Recent Media Failure #2: Where is the news about the resolutions in both the House and Senate to require President Bush to get Congressional authorization before using force in Iraq? See more at Ruminate This (which also leads to the interesting Stand Down, the "no war" blog. Originally spotted via Testify!.) This story dovetails nicely with one that thankfully is getting a good amount of coverage: the lawsuit against President Bush that charges he doesn't have the authority to commit troops in battle w/out an explicit declaration of war from Congress. Long shot? Yes. Worth it? Definitely.

Finally, Newsweek gives the full story, I'll give you the highlights: When MoveOn.org recently asked its email recipients to donate money for pro-peace advertising, people responded; MoveOn.org collected more than $75,000 in less than two hours. However, Viacom Outdoor CEO Wally Kelly made a personal decision not to run the ads. Viacom's PR people quickly conjured up some obscure guidelines to cover this capricious decision, but media buyers said they'd never heard of those guidelines. MoveOn.org and other pro-peace groups were not happy.

“It does not sound like free speech is alive and well in this country,” says Ben Cohen, founder of TrueMajority and cofounder of the Ben & Jerry ice-cream company. “We can’t even get our message out by paying for advertising.”

But after receiving hundreds of calls and emails in protest of this decision, Viacom reversed itself with the following statement:

This note certifies that Viacom Outdoor will run advertisements for moveon.org, as discussed by you and [named employee] of Viacom Outdoor. As we discussed at no time was this ever an issue about the content of the ads but only involved our longstanding policies with respect to dot.com and political ads. We hope that this clears up any misunderstanding.

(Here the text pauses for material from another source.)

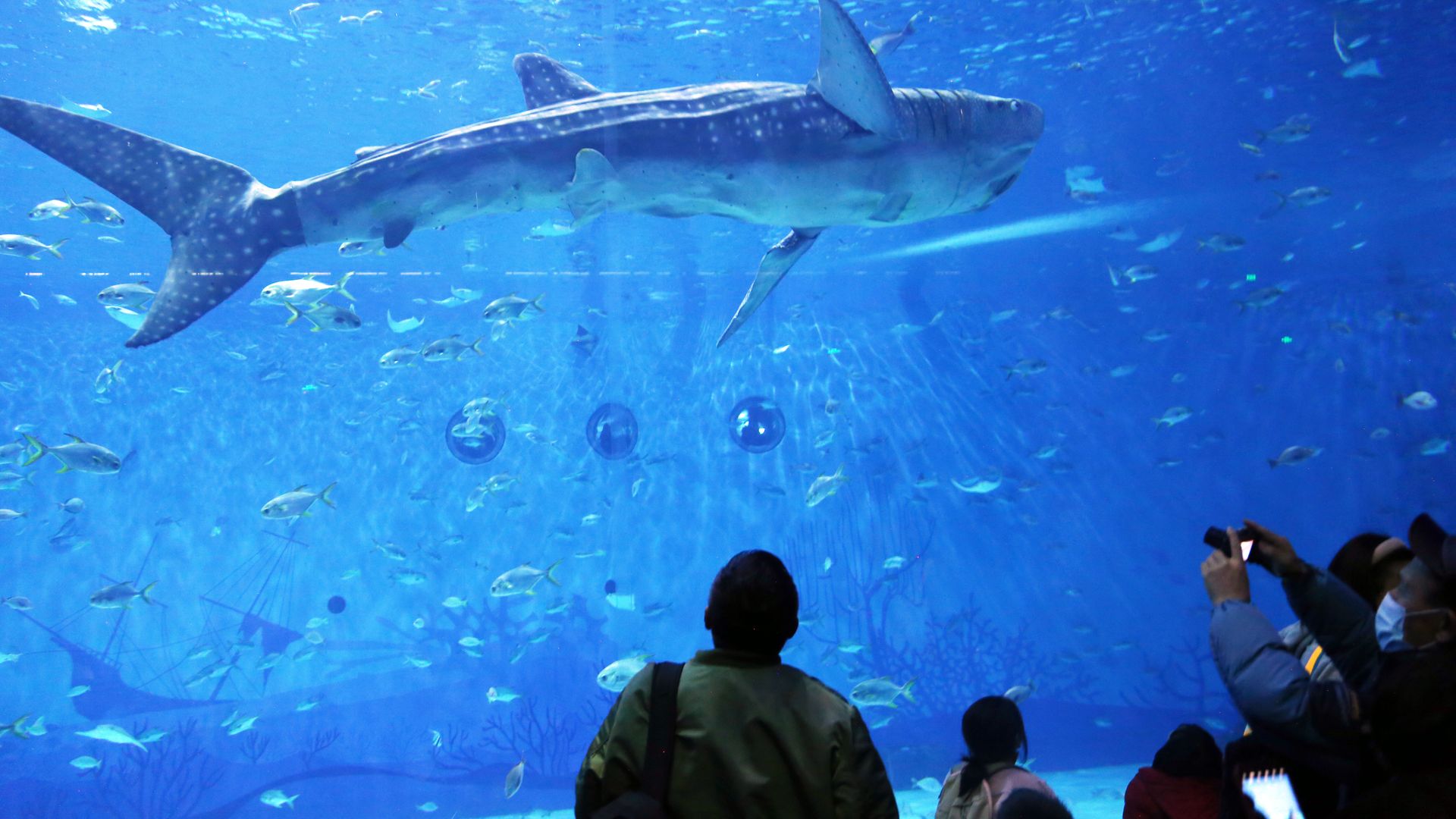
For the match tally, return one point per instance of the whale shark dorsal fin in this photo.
(548, 82)
(849, 76)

While it's great that Viacom has deigned to run the ads, the "misunderstanding" definitely remains. A major part of the misunderstanding here is how (unelected) one person can make a decision about freedom of expression in the U.S. that shuts down speech in major cities all over the country. This and all similar failures of "freedom of the press" in the U.S. are products of media conglomeration: too few companies (about 10) own nearly all media outlets in the U.S. See The Big Ten to get a peek at how deep the rabbit hole goes, and read Rich Media, Poor Democracy for something more like a full story of how media conglomeration shapes our political landscape, limits the range of debate on nearly every issue, and thereby limits the possibility that the world might one day be a better place for us all.

Posted 08:00 AM | general politics


February 09, 2003

When Law School Sucks

Nikki, Esq. has hit a low low on the road to becoming a lawyer, the low point which I'm currently most afraid of facing myself all too soon: drowning in debt, hating what I'm doing, and trapped doing it because of said debt. The advice from Bill Alltreuter in Nikki's comments are helpful, and I hope he's right. The trouble with big life decisions like this is you just can never be sure. Is X better than Y? There's no way to know until you're in the middle of it. And even then, it's hard to know because once you're through the middle, on the back side somewhere, things can look different yet again. In optimistic mode, that's probably what makes life fun. In pessimistic mode, it just sucks.